Jean meets his cold-eyed, monstrously sophisticated mother, hilariously embodied by a high-toned, strutting Lindsay Hayward. His uptight, miserable wife Hermia, a mournfully funny Whitney Blake Dean, glances both ways before whining, but becomes a giddy party girl with a few glasses of wine. "I call him every day," she confesses to Jean. "I keep forgetting he's dead."
Then there's Dwight (McMahon in glasses and a wooly sweater), Gordon's sweet-natured younger brother who takes an instant romantic interest in pretty, upbeat Jean. In one bizarre scene shift, even dead Gordon gets to speak his mind in a terribly funny soliloquy from the beyond, delivered by McMahon with the speedy shift of features that might be Jim Carrey as a mobster with a heart of gold. The audience clapped and whistled.

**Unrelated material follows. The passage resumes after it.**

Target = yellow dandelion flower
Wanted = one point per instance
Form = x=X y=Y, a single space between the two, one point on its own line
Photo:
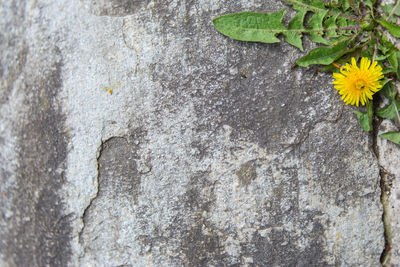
x=358 y=84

A surly, seductive Taylor Staniforth plays The Other Woman, a wiggly sex bomb with a Polish accent who gets off on applying two coats of red lipstick in public. She's also a sinister, gun-toting accomplice as the plot wanders off to a small African nation.

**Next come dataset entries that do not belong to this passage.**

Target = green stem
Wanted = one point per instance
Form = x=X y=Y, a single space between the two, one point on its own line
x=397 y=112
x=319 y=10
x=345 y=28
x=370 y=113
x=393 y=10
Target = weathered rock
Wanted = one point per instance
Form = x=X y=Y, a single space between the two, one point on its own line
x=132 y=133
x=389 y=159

All assume Jean had a close relationship with the dead man, since she answers his cellphone. All are eager to know his last words, and Jean doesn't disappoint them. A good listener and blatant liar, she hears what each of these distraught characters longs to hear from the dead man and does a brilliant job of delivering that message.

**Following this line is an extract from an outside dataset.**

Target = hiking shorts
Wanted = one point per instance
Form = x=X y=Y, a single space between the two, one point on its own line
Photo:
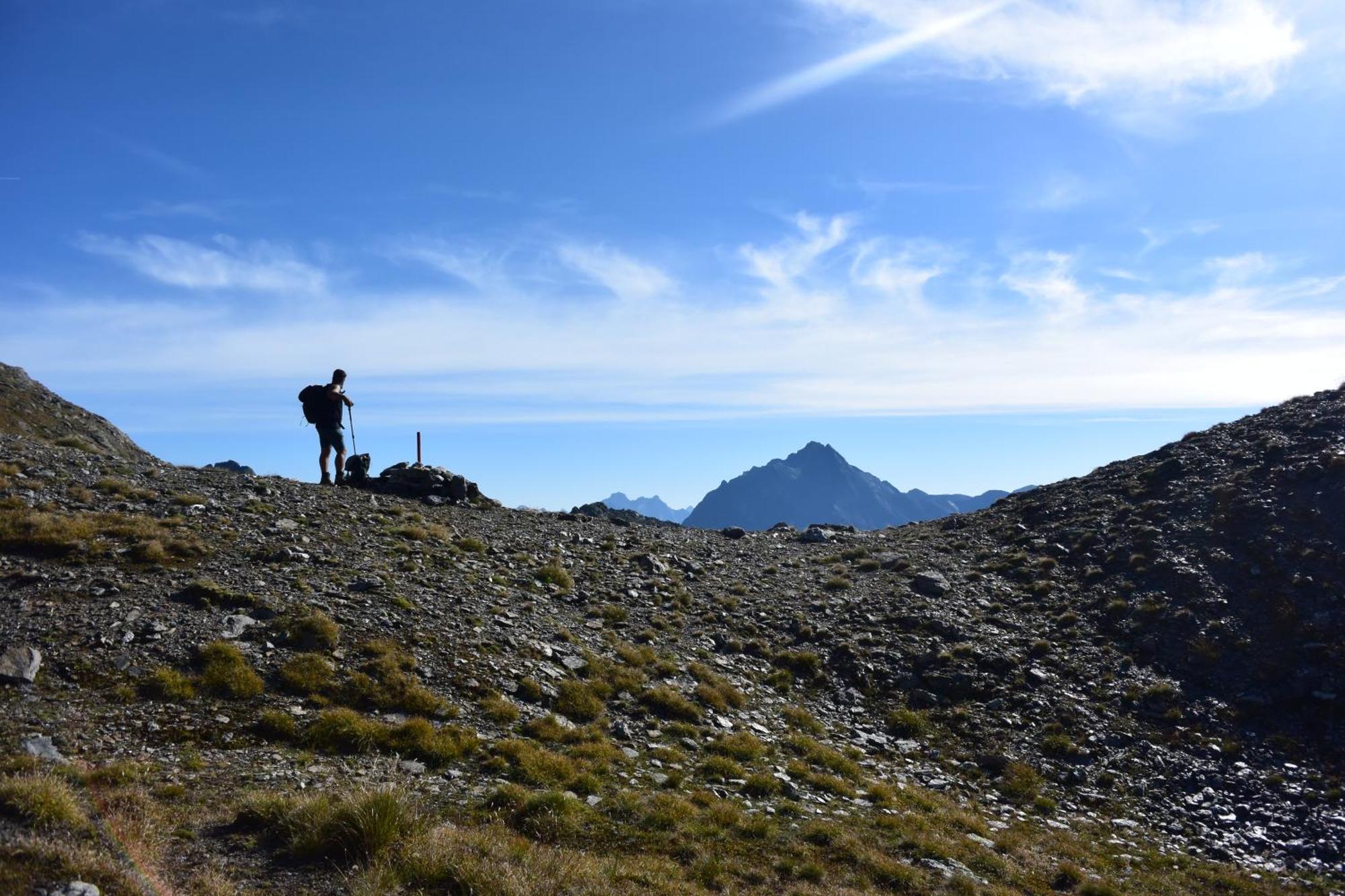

Even before the show begins, we're brought into the world of lonely people by Bryan Stevenson's minimal set design, a few tables and chairs backed by a three-part scrim filled with shifting images of Edward Hopper's famous paintings with their flat light and isolated figures. The people in a bar in "Nighthawks" is the most iconic painting, and the one we see first. Other Hopper images follow: the naked woman staring through a window, a woman in an office looking at a man who is looking away provoke curiosity and sadness. Like Hopper's evocative paintings, Ruhl's plays are about the space between people and things, about light that doesn't illuminate and ordinary words that struggle to reveal deep feelings.
Bill Eickenloff's sound design, a riff of jazz and pop songs, heightens the mood as we move from cafe to home to a foreign airport, to hell and back with a few props and table moves, maneuvered gracefully in the semi-dark between scenes by the players themselves. Even the ding-dong of the mobile phone has a pivotal role.
Anderson's naive and breathless Jean, the center of the play and the human connection that outlives the technically cellphone, is omnipresent and ready for anything. She might be Ruhl herself. Inquisitive, attractive, romance prone and a wildly inventive tale teller, Jean is full of mischief and eager to put imaginative, lyrical language into the mouth of the dead man.
Like the Greek playwrights Ruhl adores, her heroine invents whatever back story her listener needs to hear. The method in this faux-improvisational madness happens right in front of us. The fun of a Ruhl play is in the insight this free-wheeling approach invites, and the easy turns the plot takes.
Actors love Ruhl plays because they're freed up to play, and audiences like her suspense and humor. (Imprint Theatreworks in Dallas just mounted a hit production of In the Next Room (Or the Vibrator Play)) to sold-out audiences. What tales we mortals make up to comfort each other in the face of death and the disappointments of marriage and motherhood. In a closing scene, the lights fade and we see our adventuress and her guy in a charming scene that blends the surreal with old-time romantic movies. We follow, because, well, this is the tale we love to be told.
The play was written in 2008 when flip-top phones were in use and we were only just adjusting to the bizarreness of people shouting furious one-way conversations to some poor bastard on the other end of the line, and we were forced hear it, too. Now we take such intrusions for granted.
Ruhl's play nails the increasing isolation caused by cellphones even before the smartphone explosion and its partnering social media that has pushed the idea of electronic privacy into the ether of an invisible “cloud.” Maybe she does anticipate the catastrophe of the Internet. What if we have to wash our own clothes at laundromats in the afterlife, where our phones have left us. Surreal? Maybe. Absurd? Maybe not.